I know you're having an awful time, but it's still very early days and things will most likely improve. Stressing out over it doesn't help, but you can't stop yourself from panicking if you don't know where the nearest loo is. I know, I've been there ....
Andreac - I was very much like that, (with untrustworthy f***s as a bonus) but now I'm two years out of treatment and can eat just about anything I want - apart from beetroot for some reason. I even managed to do the cabbage soup diet with no major ill effects!
Charcoal/clay based medecines are really good for wind as are caraway seeds - I add these to my cabbage soup!
Hope you're feeling better soon.
Hi all - so sorry to hear about your troubles. Sounds ghastly. As Annabel says, those of us who were treated surgically often seem to have sluggish bowel/constipation issues (totally at random in my case) which bring their own challenges but we do sympathise.
I just wanted to mention that my nurse told me about a card you can carry that indicates that you might need to use the toilet at short notice. It should mean that you can get help while you are out and about, for example to access a staff loo or generally queue jump.

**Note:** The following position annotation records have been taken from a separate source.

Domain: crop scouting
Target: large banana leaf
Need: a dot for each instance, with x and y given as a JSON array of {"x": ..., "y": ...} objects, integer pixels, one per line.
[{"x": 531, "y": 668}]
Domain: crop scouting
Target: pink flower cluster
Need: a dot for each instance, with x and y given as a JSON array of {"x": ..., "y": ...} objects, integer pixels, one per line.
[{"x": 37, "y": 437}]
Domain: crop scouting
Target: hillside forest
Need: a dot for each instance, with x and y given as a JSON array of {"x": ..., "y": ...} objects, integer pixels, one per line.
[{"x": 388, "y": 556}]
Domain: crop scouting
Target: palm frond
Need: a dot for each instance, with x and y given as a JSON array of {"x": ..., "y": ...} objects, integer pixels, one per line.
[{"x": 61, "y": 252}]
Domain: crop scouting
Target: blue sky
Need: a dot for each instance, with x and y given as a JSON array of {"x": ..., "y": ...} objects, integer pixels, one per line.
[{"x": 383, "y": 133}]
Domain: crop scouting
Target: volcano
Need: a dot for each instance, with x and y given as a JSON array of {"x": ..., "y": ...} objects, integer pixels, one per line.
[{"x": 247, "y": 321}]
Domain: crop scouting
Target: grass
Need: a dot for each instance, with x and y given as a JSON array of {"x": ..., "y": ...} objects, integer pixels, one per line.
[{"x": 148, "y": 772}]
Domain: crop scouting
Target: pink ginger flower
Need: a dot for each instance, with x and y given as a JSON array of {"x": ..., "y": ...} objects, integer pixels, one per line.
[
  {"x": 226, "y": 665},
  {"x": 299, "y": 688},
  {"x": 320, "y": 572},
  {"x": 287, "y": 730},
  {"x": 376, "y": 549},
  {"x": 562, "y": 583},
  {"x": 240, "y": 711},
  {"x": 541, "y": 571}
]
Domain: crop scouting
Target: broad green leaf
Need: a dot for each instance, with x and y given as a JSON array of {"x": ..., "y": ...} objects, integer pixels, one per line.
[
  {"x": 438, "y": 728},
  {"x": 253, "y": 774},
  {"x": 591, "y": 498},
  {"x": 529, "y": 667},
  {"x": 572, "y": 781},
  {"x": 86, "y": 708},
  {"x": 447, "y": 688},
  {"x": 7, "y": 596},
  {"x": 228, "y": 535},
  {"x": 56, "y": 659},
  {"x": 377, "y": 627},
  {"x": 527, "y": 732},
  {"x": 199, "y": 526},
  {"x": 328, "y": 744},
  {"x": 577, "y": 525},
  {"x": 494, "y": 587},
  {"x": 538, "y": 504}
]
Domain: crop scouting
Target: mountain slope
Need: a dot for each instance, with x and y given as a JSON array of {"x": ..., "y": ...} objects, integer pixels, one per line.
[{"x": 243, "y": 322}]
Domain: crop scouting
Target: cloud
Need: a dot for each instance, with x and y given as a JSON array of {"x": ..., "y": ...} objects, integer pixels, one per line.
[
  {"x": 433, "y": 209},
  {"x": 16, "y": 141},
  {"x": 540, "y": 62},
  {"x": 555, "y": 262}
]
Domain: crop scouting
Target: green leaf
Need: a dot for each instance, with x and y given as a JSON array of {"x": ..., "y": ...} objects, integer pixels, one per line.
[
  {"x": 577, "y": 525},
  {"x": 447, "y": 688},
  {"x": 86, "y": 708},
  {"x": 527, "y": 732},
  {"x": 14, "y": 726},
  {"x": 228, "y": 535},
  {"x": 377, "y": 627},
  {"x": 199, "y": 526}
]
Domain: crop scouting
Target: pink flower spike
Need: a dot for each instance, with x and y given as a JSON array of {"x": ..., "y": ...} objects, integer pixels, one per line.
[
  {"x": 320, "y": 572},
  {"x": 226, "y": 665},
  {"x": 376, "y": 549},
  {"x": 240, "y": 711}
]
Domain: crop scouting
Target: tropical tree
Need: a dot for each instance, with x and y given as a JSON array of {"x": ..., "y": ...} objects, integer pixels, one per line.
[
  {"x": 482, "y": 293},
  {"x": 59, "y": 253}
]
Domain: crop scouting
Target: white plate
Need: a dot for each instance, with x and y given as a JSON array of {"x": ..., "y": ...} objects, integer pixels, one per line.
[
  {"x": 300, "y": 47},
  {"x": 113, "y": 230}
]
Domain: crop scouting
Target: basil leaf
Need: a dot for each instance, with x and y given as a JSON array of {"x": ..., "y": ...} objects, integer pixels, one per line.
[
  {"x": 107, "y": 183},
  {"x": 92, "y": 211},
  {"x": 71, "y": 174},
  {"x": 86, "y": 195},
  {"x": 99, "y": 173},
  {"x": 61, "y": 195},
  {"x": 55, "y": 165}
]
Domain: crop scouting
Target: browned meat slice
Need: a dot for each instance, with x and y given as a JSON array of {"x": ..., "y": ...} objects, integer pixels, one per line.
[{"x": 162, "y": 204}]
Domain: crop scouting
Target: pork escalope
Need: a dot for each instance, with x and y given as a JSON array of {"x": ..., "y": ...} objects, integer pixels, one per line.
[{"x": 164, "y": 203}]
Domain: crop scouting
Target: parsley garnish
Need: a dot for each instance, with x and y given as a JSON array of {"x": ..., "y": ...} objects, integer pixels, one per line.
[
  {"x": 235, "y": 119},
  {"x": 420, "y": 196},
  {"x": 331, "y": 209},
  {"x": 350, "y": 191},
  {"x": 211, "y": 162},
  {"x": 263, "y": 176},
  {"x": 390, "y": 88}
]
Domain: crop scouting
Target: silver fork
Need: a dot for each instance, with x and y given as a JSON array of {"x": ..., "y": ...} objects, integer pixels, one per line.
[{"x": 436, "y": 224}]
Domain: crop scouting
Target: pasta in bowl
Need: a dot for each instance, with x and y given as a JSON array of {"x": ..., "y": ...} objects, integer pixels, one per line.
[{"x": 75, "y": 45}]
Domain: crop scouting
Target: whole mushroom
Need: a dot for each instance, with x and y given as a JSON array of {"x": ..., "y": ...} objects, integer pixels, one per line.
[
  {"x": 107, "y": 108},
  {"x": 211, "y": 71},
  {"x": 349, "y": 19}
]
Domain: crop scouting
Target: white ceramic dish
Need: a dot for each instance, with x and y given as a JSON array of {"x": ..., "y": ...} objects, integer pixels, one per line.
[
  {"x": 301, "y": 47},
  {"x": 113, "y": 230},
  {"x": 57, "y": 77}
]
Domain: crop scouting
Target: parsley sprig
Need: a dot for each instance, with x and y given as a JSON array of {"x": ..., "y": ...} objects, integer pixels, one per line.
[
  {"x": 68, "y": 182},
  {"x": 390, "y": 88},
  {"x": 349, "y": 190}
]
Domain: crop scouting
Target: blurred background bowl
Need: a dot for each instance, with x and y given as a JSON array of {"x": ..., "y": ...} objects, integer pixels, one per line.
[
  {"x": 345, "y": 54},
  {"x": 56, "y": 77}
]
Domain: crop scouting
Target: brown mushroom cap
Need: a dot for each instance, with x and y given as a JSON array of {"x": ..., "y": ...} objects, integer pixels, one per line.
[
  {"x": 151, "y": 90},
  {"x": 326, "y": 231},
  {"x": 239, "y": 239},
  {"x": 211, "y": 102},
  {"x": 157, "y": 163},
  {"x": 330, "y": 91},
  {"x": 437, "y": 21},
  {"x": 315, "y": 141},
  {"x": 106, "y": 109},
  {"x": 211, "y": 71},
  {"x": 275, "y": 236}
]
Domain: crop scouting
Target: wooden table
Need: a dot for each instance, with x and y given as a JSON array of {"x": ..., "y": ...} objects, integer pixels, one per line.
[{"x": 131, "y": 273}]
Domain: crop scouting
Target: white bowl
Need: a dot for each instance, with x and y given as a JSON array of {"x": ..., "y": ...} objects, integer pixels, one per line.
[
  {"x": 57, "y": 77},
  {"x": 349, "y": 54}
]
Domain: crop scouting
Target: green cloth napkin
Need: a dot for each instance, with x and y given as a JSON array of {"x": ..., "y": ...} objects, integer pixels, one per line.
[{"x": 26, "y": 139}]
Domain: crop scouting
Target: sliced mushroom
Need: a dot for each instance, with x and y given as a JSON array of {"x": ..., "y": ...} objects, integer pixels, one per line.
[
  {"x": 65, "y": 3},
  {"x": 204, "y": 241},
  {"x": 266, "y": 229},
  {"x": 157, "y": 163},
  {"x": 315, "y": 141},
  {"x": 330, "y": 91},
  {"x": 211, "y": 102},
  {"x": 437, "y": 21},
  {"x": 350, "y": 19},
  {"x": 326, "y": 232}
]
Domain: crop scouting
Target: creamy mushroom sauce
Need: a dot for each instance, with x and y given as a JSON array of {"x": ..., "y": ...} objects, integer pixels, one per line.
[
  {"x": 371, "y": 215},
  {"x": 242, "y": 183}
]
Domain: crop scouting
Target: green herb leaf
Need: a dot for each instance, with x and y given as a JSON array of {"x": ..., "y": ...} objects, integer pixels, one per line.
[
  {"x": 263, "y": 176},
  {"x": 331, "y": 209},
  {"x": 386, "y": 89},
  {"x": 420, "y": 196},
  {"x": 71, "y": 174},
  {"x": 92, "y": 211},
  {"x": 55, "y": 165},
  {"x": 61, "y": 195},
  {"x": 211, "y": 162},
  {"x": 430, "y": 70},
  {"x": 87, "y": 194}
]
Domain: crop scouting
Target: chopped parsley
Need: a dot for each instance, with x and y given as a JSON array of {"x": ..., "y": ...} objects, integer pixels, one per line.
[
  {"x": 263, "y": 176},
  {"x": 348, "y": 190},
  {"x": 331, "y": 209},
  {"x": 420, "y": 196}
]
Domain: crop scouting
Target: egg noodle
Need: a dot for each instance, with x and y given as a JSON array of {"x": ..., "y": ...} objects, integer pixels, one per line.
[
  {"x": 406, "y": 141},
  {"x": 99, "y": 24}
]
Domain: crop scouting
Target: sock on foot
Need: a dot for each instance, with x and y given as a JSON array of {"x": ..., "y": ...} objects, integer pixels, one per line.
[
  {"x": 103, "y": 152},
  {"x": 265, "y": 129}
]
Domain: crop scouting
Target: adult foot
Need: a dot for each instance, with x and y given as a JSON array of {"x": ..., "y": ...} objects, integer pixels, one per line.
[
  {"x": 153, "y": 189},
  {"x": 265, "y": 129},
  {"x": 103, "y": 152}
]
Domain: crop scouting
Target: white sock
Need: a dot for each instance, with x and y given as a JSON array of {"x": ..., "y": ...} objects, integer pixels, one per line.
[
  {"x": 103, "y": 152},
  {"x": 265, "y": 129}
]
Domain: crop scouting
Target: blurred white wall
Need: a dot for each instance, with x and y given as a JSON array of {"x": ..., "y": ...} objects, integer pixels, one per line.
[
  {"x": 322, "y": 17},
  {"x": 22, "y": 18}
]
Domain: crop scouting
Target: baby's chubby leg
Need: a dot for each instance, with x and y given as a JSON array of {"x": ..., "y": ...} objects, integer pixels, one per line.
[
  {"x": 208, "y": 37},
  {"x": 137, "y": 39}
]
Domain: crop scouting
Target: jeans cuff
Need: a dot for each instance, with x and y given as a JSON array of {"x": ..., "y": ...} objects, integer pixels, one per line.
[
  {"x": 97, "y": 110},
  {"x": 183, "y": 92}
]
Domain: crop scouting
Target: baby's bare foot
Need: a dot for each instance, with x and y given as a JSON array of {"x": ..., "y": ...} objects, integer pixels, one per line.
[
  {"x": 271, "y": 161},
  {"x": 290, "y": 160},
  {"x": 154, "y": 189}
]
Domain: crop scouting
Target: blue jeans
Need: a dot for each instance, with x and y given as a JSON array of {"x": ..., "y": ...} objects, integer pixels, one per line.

Kind of embarrassing to have to ask, but not as embarrassing as not making it.
I have had a quick web search and think she might mean this, unless there's something else that people know about? http://www.bladderandbowelfoundation.org/resources/toilet-card.asp
The card is called a 'Just can't wait' card and costs about £5, though I have had problems in shops with getting them to let me use their loo as it is not a card that carries any legal requirement. You can also get a radar key for £5...
I am a Women's Health physiotherapist. Get a referral into your local NHS Women's Health physio team or suss out if any private WH Physios near you. They will do a full assessment of your pelvic floor muscles and try to address your bowel and bladder issues. Im based in Belfast and work NHS/private. Physio isn;t just about sore backs and sore shoulders!!!
If you have problems controlling bowel/bladder get it assessed, don't ignore it! You don't have to live with/put up with such destressing symptoms!!!